It has always been an interest of mine to understand history from a contemporary perspective, that is what would it have been like to live during any arbitrary historical period.
We're all familiar with clinically generic and sterile history of names, dates, and places, most of which is focused upon the elite, the ruling class. Very little of history is representative of what life was actually like then. This is no different than what can be discerned from any history books concerning contemporary modern times. what do Boomer's children & grandchildren actually know about what life was like post-Kennedy assassination, LBJ era, landing on the moon, Watergate, etc. except what the history books state, except nameless faces and clinical detachement of sterile figures, places, and events (e.g.

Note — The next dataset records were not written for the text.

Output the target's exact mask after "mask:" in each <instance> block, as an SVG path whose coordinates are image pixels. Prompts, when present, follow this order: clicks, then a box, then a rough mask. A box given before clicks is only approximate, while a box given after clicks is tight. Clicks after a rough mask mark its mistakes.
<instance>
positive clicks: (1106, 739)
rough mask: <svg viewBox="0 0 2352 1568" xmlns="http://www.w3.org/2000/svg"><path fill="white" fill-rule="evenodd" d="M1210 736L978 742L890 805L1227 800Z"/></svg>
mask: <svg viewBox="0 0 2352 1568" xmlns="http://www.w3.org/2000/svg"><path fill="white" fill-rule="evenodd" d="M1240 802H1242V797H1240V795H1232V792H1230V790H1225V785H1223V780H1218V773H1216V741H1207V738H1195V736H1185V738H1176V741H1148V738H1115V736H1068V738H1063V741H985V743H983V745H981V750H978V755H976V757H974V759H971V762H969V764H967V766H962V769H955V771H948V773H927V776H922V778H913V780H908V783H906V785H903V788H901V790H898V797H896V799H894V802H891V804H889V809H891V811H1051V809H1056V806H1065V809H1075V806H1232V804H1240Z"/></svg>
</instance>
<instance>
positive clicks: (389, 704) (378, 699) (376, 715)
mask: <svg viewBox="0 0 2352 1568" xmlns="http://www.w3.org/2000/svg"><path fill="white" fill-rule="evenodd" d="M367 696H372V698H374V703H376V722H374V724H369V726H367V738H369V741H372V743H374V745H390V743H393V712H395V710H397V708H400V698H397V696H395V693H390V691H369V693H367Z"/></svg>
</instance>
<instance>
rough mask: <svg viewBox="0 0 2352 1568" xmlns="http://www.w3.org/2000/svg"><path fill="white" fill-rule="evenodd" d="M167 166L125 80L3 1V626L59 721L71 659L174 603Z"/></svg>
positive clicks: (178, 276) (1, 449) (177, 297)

Tonkin Gulf, U.S.S. Pueblo, Landing Xone X-Ray). Its not until first hand narrative accounts are read that one gets an inkling what it was like to live through those events.
I think Grimmelhausen's satire does an exquisite and erudite job of edifying and illuminating the period from the eyes of the common man, i.e. the hoi polloi, and not some lofty, rarified, nobility and blue-blooded aristrocracy (the tip of the iceberg if you will). That would be akin to understanding contemporary life through accounts of the names, dates, places and activities and meetings held by current heads of state.
You mention the price of progress. I guess there's no better example of that than the U.S. Civil War. The Time-Life series on the Civl War puts that conflict into contemporary eyewitness terms, i.e., what it was like to have actually lived through those battles (often on an hour to hour time frame).
Another good example of this would be Robert Graves series, I, Claudius. This is a historical narrative written from Emperor Claudius' perspective about what contemplatively and plausibly could've been day to day life for the very elite of Roman society. Initially its written from the "fly on the wall" perspective. What struck me immensely with that work is the irony of these people considering themselves to be the epitome of civilized. One only can ponder what "barbarian" life was like in that regard (in that the horrendous brutality of those "civilized" people is utterly breathtaking).
Other than that, no point should be implied by my posting that excerpt from Grimmelhausen's story, other than what may be inferred existentially; you'll get out of it whatever you get out of it (in whatever terms whatever you get out of it means something to you).